Schritt 5 — Eintragung und RPPS-Nummer
Nach der Eintragung erhalten Sie Ihre RPPS-Nummer (Répertoire Partagé des Professionnels de Santé) — die nationale eindeutige Kennnummer, die für die legale Berufsausübung in Frankreich unerlässlich ist. Die Berufsgesundheitskarte (CPS) folgt in den darauffolgenden Wochen.
4. Wie lange dauert das Verfahren?
| Phase | Geschätzte Dauer |
|---|---|
| Dokumentenbeschaffung im Heimatland | 2–6 Wochen |
| Beeidigte Übersetzungen | 1–3 Wochen |
| Prüfung durch den Departementsrat | 2–4 Monate |
| Erhalt der RPPS-Nummer und der CPS-Karte | 2–4 zusätzliche Wochen |
Für eine vollständige EU-Akte sind insgesamt 3 bis 6 Monate einzuplanen. Beginnen Sie das Verfahren, sobald Sie sich entschieden haben, nach Frankreich zu ziehen — warten Sie nicht auf einen unterzeichneten Vertrag.
5. Französischkenntnisse B2: Pflicht zur Berufsausübung
Alle reglementierten Gesundheitsberufe in Frankreich müssen ausreichende Französischkenntnisse für eine sichere Berufsausübung nachweisen. Der Ordre des Sages-Femmes prüft dies bei der Eintragung. Das Niveau B2 des Gemeinsamen Europäischen Referenzrahmens (GER) ist der erwartete Standard.
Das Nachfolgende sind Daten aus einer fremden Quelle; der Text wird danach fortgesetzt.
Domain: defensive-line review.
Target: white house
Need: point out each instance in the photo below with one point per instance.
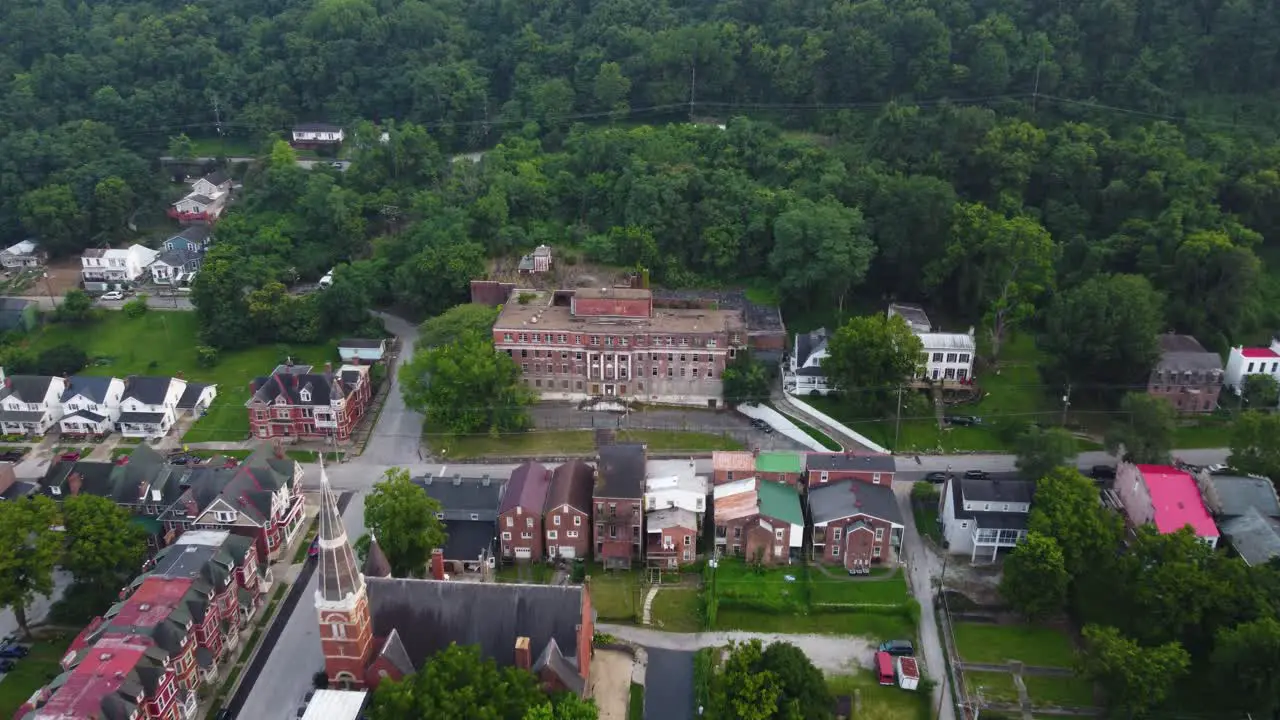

6. Vorübergehende Berufsausübung vor der Eintragung: die LPS-Regelung
Die Richtlinie 2005/36/EG sieht einen Mechanismus vor, der EU-Hebammen erlaubt, in Frankreich vorübergehend und gelegentlich ohne vorherige Eintragung zu praktizieren: die grenzüberschreitende Dienstleistungsfreiheit (LPS). Für jede dauerhafte oder regelmäßige Berufsausübung ist die Eintragung beim Ordre obligatorisch.